The 2nd part to having a good backup strategy is to also have an off-site backup. You might think this is a little bit of overkill at first blush. I mean, how many backups do you really need? The reason to have an offsite backup is two-fold. One, your on-site backup is co-located with the original data. If something happened at that location (theft, fire, flood, power surge, etc...) then you have lost both the original and the backup all at once. The other reason to have an offsite backup is that it also doubles as a 2nd backup. Backups do fail and when they do it is really nice to know that you have a second backup that you can go to in order to get your data. Offsite backups don't have to be as automatic as your onsite backup, but they can be. The easiest way to have an offsite backup is to again use Time Machine. Get a 2nd external hard drive and connect it to your computer and use Time Machine to backup to that hard drive (in addition to the on-site hard drive you are backing up to). Time Machine can backup to more than one hard drive at a time. Just name the hard drives something different and Time Machine will automatically backup to that hard drive anytime it is attached. Several years back this is how I used to do offsite backups.
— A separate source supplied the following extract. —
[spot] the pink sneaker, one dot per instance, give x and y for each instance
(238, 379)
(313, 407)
I would use a 2nd external hard drive would take that hard drive into work and leave it there. Once every 2-weeks I would bring the hard drive home and connect it up to the computer to back it up and then take the hard drive back into work. Instead of leaving it at work you can also use a friend's house or a family member. Make a deal with them that you will store their hard drive if they will store yours. This also serves as an extra reminder. When they ask for their hard drive it reminds you that you need yours so you can do a backup as well.
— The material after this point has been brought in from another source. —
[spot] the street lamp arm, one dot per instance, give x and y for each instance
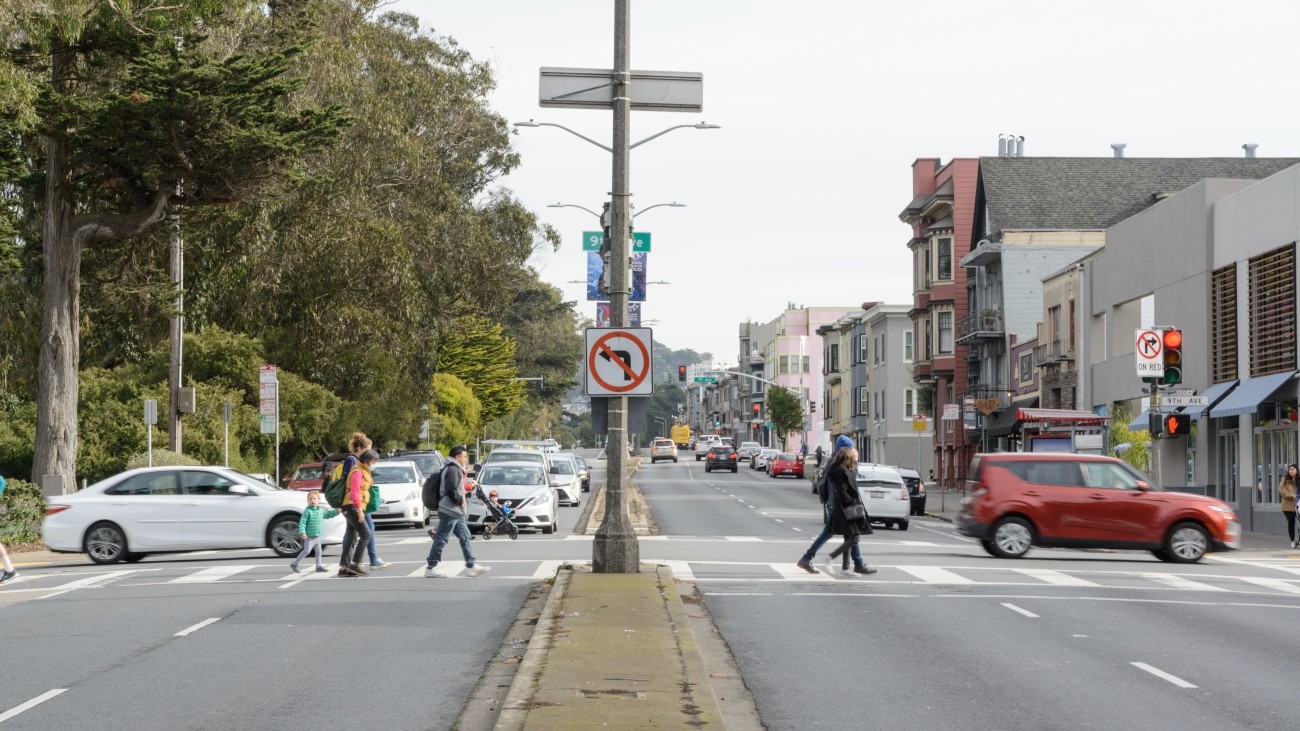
(532, 124)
There is an easier solution to offsite backup than a physical hard drive and this cloud-based backup. There are quite a few options out there that provide cloud-based backups for a very low monthly cost. I currently use Backblaze, but there are many other services out there from which to choose. Backblaze costs $5 a month per computer and it backs up everything on your computer, including any hard drives that are physically attached. Backblaze also has no size limits on how much you can backup. If you need to access a single file or all of your files then you can simply download the file through the web interface. Backblaze also has a few other really nice features. If your computer totally crashes and burns and you need to download EVERYTHING, Backblaze gives you the option of having your data shipped to you on an external hard drive overnight. Downloading large amounts of data (if you were to truly lose everything) could take weeks or months depending on your internet speed, and you may not have that much time. Backblaze also has an iOS app that gives you access to all of your data from your iOS device. Think about that. It's like carrying around your home computer in your pocket! CrashPlan is another cloud-based backup that I have used in the past. The nice thing about CrashPlan is that there is a feature that lets your computer be the off-site backup for a friend or family member and its free to do this. This is really nice option if your friend or family member doesn't have a lot of data and doesn't want to pay or mess with a cloud-based option. Once you download CrashPlan on your computer it sets up a folder on your your computer where it can backup data from other computers. You can send an invite to the person whose data you want to backup and once they install CrashPlan on their machine they will start automatically backing up to your computer.

In summary, don't fall into the trap of not having a good backup strategy. If you have data you don't want to lose then you can afford spending a little bit of time and money making sure you NEVER lose that data. Go buy yourself a couple of external hard drives and/or a subscription to a cloud-based backup service and backup your data. If you lost all of your family photos and home videos how much would you pay to get them back? If you look at it that way, $5 a month and buying a new external hard drive every couple of years all the sudden doesn't seem all that expensive anymore.